Nasrin Sultana; Jun Zhao; Yuanfeng Cai; Xianlong Peng; Zhongjun Jia

Authors

Nasrin Sultana State Key Laboratory of Soil and Sustainable Agriculture, Institute of Soil Science, Chinese Academy of Sciences, Nanjing, China ; University of Chinese Academy of Sciences, Beijing, China
Jun Zhao 1) State Key Laboratory of Soil and Sustainable Agriculture, Institute of Soil Science, Chinese Academy of Sciences, Nanjing, China
Yuanfeng Cai State Key Laboratory of Soil and Sustainable Agriculture, Institute of Soil Science, Chinese Academy of Sciences, Nanjing, China
Xianlong Peng 3) Colleges of Resources and Environment, Northeast Agricultural University, Harbin, China
Zhongjun Jia State Key Laboratory of Soil and Sustainable Agriculture, Institute of Soil Science, Chinese Academy of Sciences, Nanjing, China

Keywords:

Methanotrophs; Cold-temperate rice paddy; DNA-SIP; High-throughput sequencing

Abstract

Paddy rice fields represent a unique anthropogenic wetland ecosystem which contributes considerably emission to the atmosphere greenhouse gas methane. Yet, the ecology and diversity of methanotrophs that regulate active methane oxidation and attenuate the methane emission potentials remain largely unclear, especially in the less studied cold-temperate regions.
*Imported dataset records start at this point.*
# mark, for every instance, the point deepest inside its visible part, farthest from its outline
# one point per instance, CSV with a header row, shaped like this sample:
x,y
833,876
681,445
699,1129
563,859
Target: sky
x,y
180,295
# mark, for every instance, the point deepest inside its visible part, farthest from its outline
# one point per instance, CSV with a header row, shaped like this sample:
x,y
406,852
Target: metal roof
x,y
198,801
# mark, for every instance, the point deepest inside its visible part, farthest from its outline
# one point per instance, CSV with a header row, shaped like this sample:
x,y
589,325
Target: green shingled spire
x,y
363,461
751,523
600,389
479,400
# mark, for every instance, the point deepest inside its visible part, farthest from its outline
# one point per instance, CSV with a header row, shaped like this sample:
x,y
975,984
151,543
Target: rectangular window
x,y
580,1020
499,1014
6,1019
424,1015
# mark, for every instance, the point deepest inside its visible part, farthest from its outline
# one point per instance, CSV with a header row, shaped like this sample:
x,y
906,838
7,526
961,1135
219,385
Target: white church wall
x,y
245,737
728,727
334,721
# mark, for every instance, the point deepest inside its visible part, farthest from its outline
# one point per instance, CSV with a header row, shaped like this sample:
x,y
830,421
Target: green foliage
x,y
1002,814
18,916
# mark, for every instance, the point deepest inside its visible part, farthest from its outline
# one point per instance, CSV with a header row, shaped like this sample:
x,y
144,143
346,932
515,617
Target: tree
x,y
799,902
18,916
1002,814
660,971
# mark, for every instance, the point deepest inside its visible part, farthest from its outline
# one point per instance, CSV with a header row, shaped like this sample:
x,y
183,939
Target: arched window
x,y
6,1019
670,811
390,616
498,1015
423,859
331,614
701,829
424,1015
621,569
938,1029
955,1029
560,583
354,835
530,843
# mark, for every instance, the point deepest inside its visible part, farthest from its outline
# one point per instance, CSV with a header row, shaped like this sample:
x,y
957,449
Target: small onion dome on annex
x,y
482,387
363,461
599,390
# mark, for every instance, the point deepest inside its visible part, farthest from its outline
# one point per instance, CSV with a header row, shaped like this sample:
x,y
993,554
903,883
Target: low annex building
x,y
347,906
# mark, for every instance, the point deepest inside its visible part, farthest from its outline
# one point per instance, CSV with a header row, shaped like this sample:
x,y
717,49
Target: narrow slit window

Here we used stable isotope probing technique to investigate the methanotrophic potentials, and further identify the active methane oxidizers in 3 different paddy soils from Jian-San-Jiang (one Baijiang-derived, JB and one Meadow-derived, JM) and Qing-An (Meadow-derived, QA) of Northeast China. After microcosm incubation under 1% v/v 13C-labeled methane condition, all soil 13C abundances significantly increased from background 1.08% to 1.21% in average, representing an approximately 36.9% methane-derived carbon assimilation induced by methanotrophy. High enrichment of methanotrophic biomarker pmoA genes in 13C-labeled DNA by quantitative PCR demonstrated great propagation of methanotrophs supported by methane oxidation. High-throughput sequencing of 16SrRNA and pmoA genes from 13C-labeled DNA further revealed a diverse guild of both type I and II methanotrophs in all three soils. Specifically, Methylobacter-affiliated type I methanotrophs were highest stimulated in JB and JM soils, whereas Methylocystis-affiliated type II dominated the methanotrophic activity in QA soil. Collectively, our results suggest high potentials of methanotrophy by phylogenetically divergent microorganisms in soils from cold-temperate region, implying great physiological diversification of soil methanotrophs that might be due to constant environmental fluctuations in paddies.